Рет қаралды 17,213
“İslam Ahlâk Düşüncesi Projesi”si kapsamında, “Ahlâkî Müeyyide Üzerine Konuşmalar” serisinin altıncısı ‘‘Ahlâkî Zorunluluğun İlkesi Nedir?’’ başlığı ile Medeniyet Üniversitesi Felsefe Bölümü’nden İhsan Fazlıoğlu tarafından gerçekleştirildi.
Konuyu, daha iyi ifade edebilmek için öncelikle bir soru belirlediğinden bahseden Fazlıoğlu, “x ya da y’yi yapmalıyım” da ki ‘malı’ ekinin ontolojisinin ne olduğunu sordu. Bunun kökenini tespit edebildiğimiz ölçüde, ahlâkî müeyyidenin de kaynağını tespit edebiliriz dedi. Ahlâkî müyyidenin, kaynağına ulaşabilmek için evvela ortak bir ahlâk tanımı yapmanın uygunluğunu belirten Fazlıoğlu, ahlâkı şöyle tanımladı: “Kişinin irade ve ihtiyarına dayalı kendilik bilincinin eşlik ettiği, belirli bir tercihle sonuçlanan gayeli eylem.”
Burada dikkat edilmesi gereken durumun, topluluk, toplum ve birey arasındaki ayrım olduğunu söyleyen Fazlıoğlu, ahlâkın yalnızca bireysel alanda geçerli olduğunu vurguladı. Fazilet denilen şeyin, sadece bireye mahsus olduğunu söyleyen Fazlıoğlu, bu açıdan insanda ilk oluşan şeyin, benlik bilinci olduğunu ifade etti.
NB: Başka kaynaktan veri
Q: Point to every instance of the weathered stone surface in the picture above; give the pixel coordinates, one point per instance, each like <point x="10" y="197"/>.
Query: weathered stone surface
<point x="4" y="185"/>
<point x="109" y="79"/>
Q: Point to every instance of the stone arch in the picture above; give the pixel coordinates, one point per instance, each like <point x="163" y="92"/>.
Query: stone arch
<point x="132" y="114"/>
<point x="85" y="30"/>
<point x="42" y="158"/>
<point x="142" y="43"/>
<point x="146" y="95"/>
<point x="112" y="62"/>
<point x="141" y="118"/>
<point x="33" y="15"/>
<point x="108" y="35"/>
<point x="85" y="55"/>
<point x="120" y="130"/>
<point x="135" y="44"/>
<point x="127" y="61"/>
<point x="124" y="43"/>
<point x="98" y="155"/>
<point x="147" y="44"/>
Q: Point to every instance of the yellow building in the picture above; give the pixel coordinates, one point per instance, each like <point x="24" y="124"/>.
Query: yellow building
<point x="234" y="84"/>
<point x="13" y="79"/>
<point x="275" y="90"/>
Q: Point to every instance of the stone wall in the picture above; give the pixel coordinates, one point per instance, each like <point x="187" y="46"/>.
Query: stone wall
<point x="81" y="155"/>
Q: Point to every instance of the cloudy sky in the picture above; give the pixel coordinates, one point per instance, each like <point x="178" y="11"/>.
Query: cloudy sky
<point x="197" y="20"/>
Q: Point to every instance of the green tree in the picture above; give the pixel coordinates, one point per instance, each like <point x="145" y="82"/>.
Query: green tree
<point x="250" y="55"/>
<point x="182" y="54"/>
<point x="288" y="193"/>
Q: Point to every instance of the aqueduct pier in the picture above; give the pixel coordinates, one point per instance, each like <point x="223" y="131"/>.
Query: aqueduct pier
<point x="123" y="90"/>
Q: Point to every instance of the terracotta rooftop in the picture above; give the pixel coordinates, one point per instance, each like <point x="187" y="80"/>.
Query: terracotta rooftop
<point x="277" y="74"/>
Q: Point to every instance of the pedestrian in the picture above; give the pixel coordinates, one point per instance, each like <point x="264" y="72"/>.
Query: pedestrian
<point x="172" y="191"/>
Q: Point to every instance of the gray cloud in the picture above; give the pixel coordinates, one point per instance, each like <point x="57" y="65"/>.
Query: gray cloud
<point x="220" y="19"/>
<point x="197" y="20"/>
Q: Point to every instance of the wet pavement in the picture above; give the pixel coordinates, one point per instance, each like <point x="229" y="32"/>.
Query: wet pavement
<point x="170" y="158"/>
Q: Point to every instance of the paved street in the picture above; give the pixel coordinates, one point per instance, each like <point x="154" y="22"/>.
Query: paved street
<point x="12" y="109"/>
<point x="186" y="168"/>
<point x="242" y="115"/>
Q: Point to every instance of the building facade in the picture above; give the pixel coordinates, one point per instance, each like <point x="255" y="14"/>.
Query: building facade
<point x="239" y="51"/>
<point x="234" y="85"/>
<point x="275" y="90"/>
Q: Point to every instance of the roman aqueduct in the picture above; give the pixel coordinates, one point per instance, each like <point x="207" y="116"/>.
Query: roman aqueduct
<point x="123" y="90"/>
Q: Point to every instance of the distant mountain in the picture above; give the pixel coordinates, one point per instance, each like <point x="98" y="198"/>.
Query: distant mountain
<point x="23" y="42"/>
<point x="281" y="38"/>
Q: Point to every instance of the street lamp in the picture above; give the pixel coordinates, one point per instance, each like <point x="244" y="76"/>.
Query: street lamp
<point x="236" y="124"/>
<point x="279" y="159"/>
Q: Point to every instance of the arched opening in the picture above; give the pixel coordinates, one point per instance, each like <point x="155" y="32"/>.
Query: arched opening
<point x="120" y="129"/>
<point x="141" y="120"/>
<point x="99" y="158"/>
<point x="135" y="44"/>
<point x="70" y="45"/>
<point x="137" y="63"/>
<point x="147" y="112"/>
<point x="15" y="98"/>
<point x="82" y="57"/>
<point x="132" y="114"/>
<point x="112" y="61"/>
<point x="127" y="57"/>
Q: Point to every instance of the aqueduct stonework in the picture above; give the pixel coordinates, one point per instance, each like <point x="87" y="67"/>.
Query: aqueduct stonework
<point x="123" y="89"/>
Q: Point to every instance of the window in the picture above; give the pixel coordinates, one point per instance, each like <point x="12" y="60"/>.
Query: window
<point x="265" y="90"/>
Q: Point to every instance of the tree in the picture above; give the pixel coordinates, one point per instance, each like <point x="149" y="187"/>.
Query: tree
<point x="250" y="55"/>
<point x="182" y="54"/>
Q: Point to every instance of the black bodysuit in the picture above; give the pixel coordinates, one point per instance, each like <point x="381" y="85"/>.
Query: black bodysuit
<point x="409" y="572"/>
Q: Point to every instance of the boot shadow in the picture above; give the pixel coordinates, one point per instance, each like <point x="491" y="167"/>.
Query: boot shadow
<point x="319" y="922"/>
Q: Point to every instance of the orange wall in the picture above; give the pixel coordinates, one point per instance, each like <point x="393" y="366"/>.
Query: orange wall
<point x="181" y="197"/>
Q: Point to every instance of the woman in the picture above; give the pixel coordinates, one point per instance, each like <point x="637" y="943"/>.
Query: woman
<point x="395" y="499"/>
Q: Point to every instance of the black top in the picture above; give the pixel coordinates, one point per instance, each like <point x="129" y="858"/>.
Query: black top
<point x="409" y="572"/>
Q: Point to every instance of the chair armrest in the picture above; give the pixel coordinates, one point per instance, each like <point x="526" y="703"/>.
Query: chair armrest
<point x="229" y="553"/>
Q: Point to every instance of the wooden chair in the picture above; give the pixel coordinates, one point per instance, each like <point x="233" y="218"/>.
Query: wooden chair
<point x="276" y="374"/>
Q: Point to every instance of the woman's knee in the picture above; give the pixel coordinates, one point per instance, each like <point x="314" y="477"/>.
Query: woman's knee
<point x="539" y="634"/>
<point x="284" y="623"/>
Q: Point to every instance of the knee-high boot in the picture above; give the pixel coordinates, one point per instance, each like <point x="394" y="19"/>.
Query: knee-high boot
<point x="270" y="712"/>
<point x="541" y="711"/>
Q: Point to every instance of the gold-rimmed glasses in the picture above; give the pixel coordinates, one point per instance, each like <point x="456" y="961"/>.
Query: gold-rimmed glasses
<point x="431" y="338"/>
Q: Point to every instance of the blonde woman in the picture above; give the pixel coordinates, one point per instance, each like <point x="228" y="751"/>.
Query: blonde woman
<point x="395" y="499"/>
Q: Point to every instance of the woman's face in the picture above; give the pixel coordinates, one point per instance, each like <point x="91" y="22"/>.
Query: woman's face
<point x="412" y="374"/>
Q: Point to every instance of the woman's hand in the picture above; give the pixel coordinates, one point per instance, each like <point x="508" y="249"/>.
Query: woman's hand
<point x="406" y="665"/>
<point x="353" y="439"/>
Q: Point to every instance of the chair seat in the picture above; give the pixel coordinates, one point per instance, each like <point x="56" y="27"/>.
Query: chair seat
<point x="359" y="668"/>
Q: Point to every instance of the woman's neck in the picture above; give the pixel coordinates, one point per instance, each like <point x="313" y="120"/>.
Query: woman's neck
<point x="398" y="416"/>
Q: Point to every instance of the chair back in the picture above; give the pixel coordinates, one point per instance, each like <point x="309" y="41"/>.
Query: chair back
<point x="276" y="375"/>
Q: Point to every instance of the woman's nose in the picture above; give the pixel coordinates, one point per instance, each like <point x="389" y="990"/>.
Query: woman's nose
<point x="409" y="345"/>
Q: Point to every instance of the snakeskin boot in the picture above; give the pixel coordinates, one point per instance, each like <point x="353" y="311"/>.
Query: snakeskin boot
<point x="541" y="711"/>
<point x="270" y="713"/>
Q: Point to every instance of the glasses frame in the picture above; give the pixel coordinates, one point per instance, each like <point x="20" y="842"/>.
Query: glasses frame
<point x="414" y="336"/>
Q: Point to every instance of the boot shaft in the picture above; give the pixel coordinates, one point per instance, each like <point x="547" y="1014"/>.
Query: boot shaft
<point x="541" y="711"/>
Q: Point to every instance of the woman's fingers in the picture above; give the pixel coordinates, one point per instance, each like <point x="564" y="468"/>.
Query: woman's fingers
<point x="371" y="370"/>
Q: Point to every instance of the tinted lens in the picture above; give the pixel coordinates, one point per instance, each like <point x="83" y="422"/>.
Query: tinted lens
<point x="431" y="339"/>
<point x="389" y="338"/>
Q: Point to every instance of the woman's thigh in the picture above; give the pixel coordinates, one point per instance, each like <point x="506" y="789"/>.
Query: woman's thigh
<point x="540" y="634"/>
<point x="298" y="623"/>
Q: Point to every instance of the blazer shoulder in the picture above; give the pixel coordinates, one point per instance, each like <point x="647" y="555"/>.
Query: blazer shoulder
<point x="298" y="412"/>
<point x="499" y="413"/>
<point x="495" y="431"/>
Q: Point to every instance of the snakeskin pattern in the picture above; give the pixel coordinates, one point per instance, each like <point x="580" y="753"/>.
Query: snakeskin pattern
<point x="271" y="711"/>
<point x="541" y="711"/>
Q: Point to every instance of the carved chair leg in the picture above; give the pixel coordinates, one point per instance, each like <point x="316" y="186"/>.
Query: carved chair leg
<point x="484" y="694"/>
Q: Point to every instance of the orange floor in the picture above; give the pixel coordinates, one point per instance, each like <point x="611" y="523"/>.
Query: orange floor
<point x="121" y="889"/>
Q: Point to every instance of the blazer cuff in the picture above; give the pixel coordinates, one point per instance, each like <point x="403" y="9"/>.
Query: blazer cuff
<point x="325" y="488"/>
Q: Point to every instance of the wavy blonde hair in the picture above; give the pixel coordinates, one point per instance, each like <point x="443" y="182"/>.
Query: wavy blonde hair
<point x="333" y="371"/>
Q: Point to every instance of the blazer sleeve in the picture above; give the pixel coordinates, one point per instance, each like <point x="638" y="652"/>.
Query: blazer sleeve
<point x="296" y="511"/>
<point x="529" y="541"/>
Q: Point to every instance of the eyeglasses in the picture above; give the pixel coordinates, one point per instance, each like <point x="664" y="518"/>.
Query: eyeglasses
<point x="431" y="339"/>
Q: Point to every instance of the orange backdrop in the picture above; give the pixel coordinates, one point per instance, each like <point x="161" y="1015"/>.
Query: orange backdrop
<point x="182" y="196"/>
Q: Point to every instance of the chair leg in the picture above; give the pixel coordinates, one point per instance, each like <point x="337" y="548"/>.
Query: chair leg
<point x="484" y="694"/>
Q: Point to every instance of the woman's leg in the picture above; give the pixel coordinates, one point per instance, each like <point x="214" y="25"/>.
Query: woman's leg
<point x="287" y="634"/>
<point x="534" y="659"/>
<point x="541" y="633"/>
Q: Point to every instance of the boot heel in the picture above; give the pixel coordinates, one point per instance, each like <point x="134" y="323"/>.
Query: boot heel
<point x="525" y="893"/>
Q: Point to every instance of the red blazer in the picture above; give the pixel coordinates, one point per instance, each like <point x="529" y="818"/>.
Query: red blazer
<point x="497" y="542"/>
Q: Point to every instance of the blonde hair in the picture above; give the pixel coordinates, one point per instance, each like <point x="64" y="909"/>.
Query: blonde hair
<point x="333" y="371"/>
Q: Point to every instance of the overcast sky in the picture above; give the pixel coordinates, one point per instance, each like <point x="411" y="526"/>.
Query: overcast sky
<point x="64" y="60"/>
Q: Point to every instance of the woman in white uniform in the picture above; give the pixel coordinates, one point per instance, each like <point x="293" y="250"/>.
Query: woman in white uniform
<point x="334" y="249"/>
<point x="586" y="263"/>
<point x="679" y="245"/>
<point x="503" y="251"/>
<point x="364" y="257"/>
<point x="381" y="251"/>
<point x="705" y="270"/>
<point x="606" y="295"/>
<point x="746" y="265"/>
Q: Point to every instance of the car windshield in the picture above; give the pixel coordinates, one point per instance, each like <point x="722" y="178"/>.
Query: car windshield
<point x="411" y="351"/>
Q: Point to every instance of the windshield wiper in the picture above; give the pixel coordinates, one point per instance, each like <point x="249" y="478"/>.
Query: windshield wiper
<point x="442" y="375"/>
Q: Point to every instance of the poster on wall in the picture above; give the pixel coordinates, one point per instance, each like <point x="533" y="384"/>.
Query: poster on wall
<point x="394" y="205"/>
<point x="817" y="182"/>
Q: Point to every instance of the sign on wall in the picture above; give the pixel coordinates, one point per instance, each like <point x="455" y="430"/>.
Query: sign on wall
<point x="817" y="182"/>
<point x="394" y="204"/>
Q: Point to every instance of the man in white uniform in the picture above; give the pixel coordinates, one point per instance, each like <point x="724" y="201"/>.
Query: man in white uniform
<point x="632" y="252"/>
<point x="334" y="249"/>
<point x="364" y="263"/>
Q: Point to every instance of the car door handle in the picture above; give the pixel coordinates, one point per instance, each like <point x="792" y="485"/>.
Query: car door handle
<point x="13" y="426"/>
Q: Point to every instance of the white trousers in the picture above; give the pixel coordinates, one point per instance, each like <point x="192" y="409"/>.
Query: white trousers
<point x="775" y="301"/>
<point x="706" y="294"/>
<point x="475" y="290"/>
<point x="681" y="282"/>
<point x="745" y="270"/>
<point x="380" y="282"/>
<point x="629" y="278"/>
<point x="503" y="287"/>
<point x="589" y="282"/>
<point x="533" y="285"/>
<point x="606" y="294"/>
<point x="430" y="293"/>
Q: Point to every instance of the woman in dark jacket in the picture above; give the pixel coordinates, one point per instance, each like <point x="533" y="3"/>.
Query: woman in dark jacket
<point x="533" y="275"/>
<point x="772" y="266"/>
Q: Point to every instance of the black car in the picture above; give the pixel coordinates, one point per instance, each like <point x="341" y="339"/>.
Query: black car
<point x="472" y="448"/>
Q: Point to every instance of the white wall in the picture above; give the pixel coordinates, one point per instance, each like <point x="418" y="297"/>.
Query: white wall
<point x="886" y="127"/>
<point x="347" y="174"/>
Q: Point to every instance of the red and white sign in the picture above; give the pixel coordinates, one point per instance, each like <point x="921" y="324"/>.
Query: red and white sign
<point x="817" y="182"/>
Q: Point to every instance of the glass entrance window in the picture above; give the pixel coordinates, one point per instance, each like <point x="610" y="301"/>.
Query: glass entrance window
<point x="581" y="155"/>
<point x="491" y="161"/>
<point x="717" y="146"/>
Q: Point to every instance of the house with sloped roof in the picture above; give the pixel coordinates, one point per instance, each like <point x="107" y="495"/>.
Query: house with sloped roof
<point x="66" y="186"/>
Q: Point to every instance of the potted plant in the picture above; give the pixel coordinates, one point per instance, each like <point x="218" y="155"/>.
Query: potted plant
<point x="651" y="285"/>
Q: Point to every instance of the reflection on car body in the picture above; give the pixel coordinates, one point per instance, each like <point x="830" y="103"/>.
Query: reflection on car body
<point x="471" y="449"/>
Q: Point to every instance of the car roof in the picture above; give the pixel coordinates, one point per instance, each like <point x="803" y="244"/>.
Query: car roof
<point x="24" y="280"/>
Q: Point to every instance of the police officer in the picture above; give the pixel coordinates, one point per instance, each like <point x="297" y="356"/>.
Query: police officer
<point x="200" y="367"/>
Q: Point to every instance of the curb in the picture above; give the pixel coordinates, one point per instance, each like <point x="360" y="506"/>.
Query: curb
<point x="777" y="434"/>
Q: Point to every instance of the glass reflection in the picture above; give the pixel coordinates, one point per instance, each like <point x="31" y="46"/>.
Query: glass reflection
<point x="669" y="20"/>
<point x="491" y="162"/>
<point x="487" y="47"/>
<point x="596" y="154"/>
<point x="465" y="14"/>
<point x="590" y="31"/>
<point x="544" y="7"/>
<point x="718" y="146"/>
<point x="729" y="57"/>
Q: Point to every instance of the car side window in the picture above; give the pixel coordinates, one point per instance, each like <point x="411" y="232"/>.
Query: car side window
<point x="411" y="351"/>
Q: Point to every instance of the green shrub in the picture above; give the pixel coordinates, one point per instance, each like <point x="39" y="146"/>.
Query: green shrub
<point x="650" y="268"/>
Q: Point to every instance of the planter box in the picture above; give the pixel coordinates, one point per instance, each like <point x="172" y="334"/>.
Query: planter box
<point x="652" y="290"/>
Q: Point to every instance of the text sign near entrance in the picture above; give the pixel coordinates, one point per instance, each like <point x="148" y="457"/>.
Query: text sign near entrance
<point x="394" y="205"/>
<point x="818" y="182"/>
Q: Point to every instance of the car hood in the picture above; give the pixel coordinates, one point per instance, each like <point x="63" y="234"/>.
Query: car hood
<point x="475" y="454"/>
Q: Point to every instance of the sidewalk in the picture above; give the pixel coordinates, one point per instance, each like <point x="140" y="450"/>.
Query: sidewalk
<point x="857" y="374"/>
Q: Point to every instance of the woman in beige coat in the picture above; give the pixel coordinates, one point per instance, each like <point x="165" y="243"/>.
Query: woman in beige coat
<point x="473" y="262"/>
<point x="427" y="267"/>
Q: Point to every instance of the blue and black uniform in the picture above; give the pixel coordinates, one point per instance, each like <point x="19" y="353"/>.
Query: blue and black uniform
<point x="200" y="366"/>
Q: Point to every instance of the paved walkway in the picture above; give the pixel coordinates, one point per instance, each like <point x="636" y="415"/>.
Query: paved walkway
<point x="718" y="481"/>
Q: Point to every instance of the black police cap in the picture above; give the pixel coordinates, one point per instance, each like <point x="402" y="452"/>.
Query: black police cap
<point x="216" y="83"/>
Bizim önce toplulukta benlik kazandığımızı, sonrasında da bizlik kazandığımızı nihâi olarak da “kendilik bilincine” vardığımızı belirtti. Kendilik bilinci kavramının yapacağı analiz için temel bir kavram olduğunu söyledi. Klasik dönemde bunun, “tahkiku’z-zât” denilen şey olduğunun altını çizdikten sonra, bu kavramın toplumda belli bir seviyeye gelmiş kişinin kendi üzerine düşünmesi anlamına geldiğini ifade etti.